From: Andrey Konovalov
Date: Thu Feb 18 2021 - 14:58:20 EST


On Thu, Feb 18, 2021 at 9:55 AM David Hildenbrand <david@xxxxxxxxxx> wrote:
>
> On 17.02.21 21:56, Andrey Konovalov wrote:
> > During boot, all non-reserved memblock memory is exposed to the buddy
> > allocator. Poisoning all that memory with KASAN lengthens boot time,
> > especially on systems with large amount of RAM. This patch makes
> > page_alloc to not call kasan_free_pages() on all new memory.
> >
> > __free_pages_core() is used when exposing fresh memory during system
> > boot and when onlining memory during hotplug. This patch adds a new
> > FPI_SKIP_KASAN_POISON flag and passes it to __free_pages_ok() through
> > free_pages_prepare() from __free_pages_core().
> >
> > This has little impact on KASAN memory tracking.
> >
> > Assuming that there are no references to newly exposed pages before they
> > are ever allocated, there won't be any intended (but buggy) accesses to
> > that memory that KASAN would normally detect.
> >
> > However, with this patch, KASAN stops detecting wild and large
> > out-of-bounds accesses that happen to land on a fresh memory page that
> > was never allocated.
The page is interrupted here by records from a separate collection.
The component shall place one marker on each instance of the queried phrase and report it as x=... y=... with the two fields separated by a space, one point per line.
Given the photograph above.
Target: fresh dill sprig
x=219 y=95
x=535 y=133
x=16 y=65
This is taken as an acceptable trade-off.
> >
> > All memory allocated normally when the boot is over keeps getting
> > poisoned as usual.
> >
> > Signed-off-by: Andrey Konovalov <andreyknvl@xxxxxxxxxx>
> > Change-Id: Iae6b1e4bb8216955ffc14af255a7eaaa6f35324d
>
> Not sure this is the right thing to do, see
>
> https://lkml.kernel.org/r/bcf8925d-0949-3fe1-baa8-cc536c529860@xxxxxxxxxx
>
> Reversing the order in which memory gets allocated + used during boot
> (in a patch by me) might have revealed an invalid memory access during boot.
>
> I suspect that that issue would no longer get detected with your patch,
> as the invalid memory access would simply not get detected. Now, I
> cannot prove that :)

This looks like a good example.

Ok, what we can do is:

1. For KASAN_GENERIC: leave everything as is to be able to detect
these boot-time bugs.

2. For KASAN_SW_TAGS: remove boot-time poisoning via
kasan_free_pages(), but use the "invalid" tag as the default shadow
value. The end result should be the same: bad accesses will be
detected. For unallocated memory as it has the default "invalid" tag,
and for allocated memory as it's poisoned properly when
allocated/freed.

3. For KASAN_HW_TAGS: just remove boot-time poisoning via
kasan_free_pages(). As the memory tags have a random unspecified
value, we'll still have a 15/16 chance to detect a memory corruption.

This also makes sense from the performance perspective: KASAN_GENERIC
isn't meant to be running in production, so having a larger perf
impact is acceptable. The other two modes will be faster.